One of my favorite habits is a nice slow kinhin – walking meditation – on the beach a couple blocks from my house. One step per breath, slow and deliberate.
It’s amazing what you notice – both about your surroundings and yourself – by moving slowly. I’m usually barefoot, feeling the sand beneath my feet, tasting the salt air, smelling the occasional bundle of decaying kelp, watching the snowy plovers searching for food, and listening to the pounding surf. Every sense is engaged.

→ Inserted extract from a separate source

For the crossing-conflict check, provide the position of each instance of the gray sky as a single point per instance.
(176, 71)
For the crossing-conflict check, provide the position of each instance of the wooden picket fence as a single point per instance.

By taking the time to consciously, mindfully, engage each sense and recognize what they are conveying, you learn to fully observe instead of just letting the world rush by while your mind is handling a torrent of thoughts on projects, worries, plans, or even the latest Kardashian gossip. I feel more connected with myself and the world, while also feeling like just a very small connection in a very elaborate masterpiece. Feeling small means worries and concerns seem less consequential, less important, providing peace.
I haven’t always been like this. One of my first bosses told me to “walk with purpose.” Deliberate, strong, and fast – projecting confidence and authority. And so I did. I was often annoyed by slower folks that would get in my way. How dare they hold me up!
Then one day I learned about the Ohno Circle and I paused. I stood, watched, and learned. I realized how much I was missing by moving quickly. I began to move slower, taking care to observe. I also began to plan observation. What was I going to observe? How? What is the problem or purpose? What would I do with what I learned?
According to my wife I also began to drive slower or, in her words, became a “grandpa driver.” Is there truly a rush? Usually not. We’re just socially pre-dispositioned to want to go fast, to compete, to get someplace quicker, regardless of necessity. What are you missing? You may not know. It still drives her a bit nuts when I intentionally take the long route to a destination, perhaps the more interesting road less travelled.
So about that slow driver ahead of you, causing you to speed and swerve and bolt ahead to probably just meet again at the next batch-creating stop light. Is he old and senile, or happy and aware… and observing?
Slow down and observe, otherwise you might think you’ve arrived but not know where you’ve been or the interesting things you’ve passed. Maybe I’m still “walking with purpose,” but my purpose has changed.